This Beautiful City

Paul Harvey

O little town of Colorado Springs/how unstill we see thee lie.

My little town certainly draws its fair share of attention nationally. In just the past few years, documentaries such as Jesus Camp and Friends of God, journalistic works such as The Jesus Machine, pieces by Jeff Sharlet in Harper's featuring Colorado Springs as "the new Jerusalem," Ted Haggard's recent appearances on Larry King and elsewhere, and many other cultural productions have featured the city's religious landscape, and I don't mean Pike's Peak or our great rock formations, Garden of the Gods. And the freewheeling village that blends into us just to our west, Manitou Springs, remains blissfully off the national radar, its citizens free to attend Wicca meetings without encountering many "prayer walkers." Remarkably, a number of these documentaries and films arrived here just at the very end of Ted Haggard's reign at New Life Church, and so there's a "before" and "after" aspect that runs through many of them -- or perhaps better put, let's do the time warp again.

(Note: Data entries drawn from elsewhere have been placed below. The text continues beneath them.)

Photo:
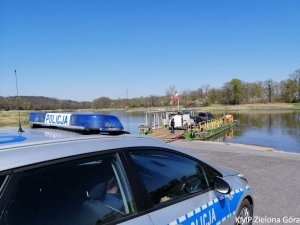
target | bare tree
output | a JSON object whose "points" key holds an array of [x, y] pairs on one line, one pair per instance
{"points": [[270, 89]]}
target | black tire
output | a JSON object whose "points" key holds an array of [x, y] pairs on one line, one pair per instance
{"points": [[244, 213]]}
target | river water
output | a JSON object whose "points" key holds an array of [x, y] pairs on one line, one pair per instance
{"points": [[276, 129]]}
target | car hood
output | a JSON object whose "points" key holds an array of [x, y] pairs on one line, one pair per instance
{"points": [[226, 171]]}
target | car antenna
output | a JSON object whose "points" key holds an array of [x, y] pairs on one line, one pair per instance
{"points": [[18, 103]]}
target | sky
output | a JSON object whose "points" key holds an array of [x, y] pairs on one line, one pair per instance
{"points": [[85, 49]]}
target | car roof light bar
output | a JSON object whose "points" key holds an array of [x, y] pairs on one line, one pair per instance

Theater hasn't ignored us either. Today's New York Times features a review of "This Beautiful City," a sort of oral history/theater piece put together by "The Civilians," a New York troupe who came to Colorado Springs for ten weeks and conducted numerous interviews with locals on the religious scene here. Like Jesus Camp and Friends of God, the troupe timed its stay with uncanny good fortune, perfectly to coincide with the Haggard scandal. Not surprisingly, then, the production focuses on issues of religion and sexuality.

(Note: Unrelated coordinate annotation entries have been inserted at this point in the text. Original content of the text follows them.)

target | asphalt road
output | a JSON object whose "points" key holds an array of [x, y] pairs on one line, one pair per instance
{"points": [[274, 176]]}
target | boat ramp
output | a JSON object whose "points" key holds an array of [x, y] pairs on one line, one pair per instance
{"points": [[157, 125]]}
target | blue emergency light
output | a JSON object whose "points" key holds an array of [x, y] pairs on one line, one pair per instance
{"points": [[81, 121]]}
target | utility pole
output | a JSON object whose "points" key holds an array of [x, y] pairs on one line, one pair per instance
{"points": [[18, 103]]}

Based just on the review, it appears the troupe has left behind obvious chances for snark and, to its credit, given full voice to a range of characters not normally associated with my new Jerusalem, including a black minister who comes out to his congregation and a transgendered ex-New Life member. (Pictured is Marsha Stephanie Blake, who plays a preacher who comes out to his congregation in the Civilians’ “This Beautiful City").

Here's an excerpt:

The glazed, slightly crazed smile of Ted Haggard, the leader of a megachurch in Colorado who was ousted in a jiffy after a sex and drugs scandal, makes a cameo appearance in “This Beautiful City,” the latest work of cultural anthropology from the Civilians, which opened Sunday night at the Vineyard Theater. But Pastor Ted’s supersize fall from grace is a story no stranger than many others in this engaging, inquisitive and evenhanded work of theater about the transformation of an American city and many American lives.

The burg of the title is Colorado Springs, just at the foot of Pikes Peak, home both to Mr. Haggard’s former empire, the New Life Church, with thousands of members, and Focus on the Family, the conservative organization run by James Dobson that has been a leader of the charge against gay rights initiatives for years. The Civilians, a troupe of theater artists who construct much of their work from interviews, spent 10 weeks in the city before and after the Haggard scandal broke, collecting impressions from citizens ranging across the social and religious spectrum, from church leaders to embattled
atheists in full bunker mode.

You might assume that members of a hip New York theater company would descend on the country’s epicenter of evangelism like a swarm of junior Michael Moores, wielding tape recorders like rapiers, backpacks stuffed full of snark. But the Civilians, known for the long-running revue “Gone Missing” and other documentary shows, have generally used humor to illuminate our follies rather than to sneer at our frailties. And that is certainly the case in “This Beautiful City,” which presents its collage of human experience without commentary, with a loose focus on the clash between religious orthodoxy and freedom of sexual expression.


Now of course, if this goes to a movie version, the obvious question that everyone will be asking is: who is going to play Paul Harvey? And so, I will ask for you: who is going to play ME? As you know, college religious history professors are hot stuff for theater and movie productions. So, I'm thinking Johnny Depp, or George Cloony, or perhaps Matt Damon. Any other ideas?

[NO, CAPTAIN KANGAROO, MICKEY ROURKE, AND SHELDON FROM "BIG BANG THEORY" HAVE ALREADY TURNED DOWN THE ROLE!].

Comments

Art Remillard said…
Chow Yun Fat. That way, the debate with David Horowitz (played by Steve Buscemi)can have a Crouching Tiger, Hidden Dragon feel. I'd pay 8 bucks to see that.
Brad Hart said…
I'd go with Jack Black! =) That would give it a nice comic edge...a mix of "School of Rock" and "Nacho Libre." Perfect!!!

Or Sean Penn, who would only add to the controversy, and maybe another Oscar nomination!
Howell Williams said…
It's a good show and made an appearance here in Louisville last spring during the Humana Festival of Plays. Several of my Religion in the U.S. students enjoyed it too.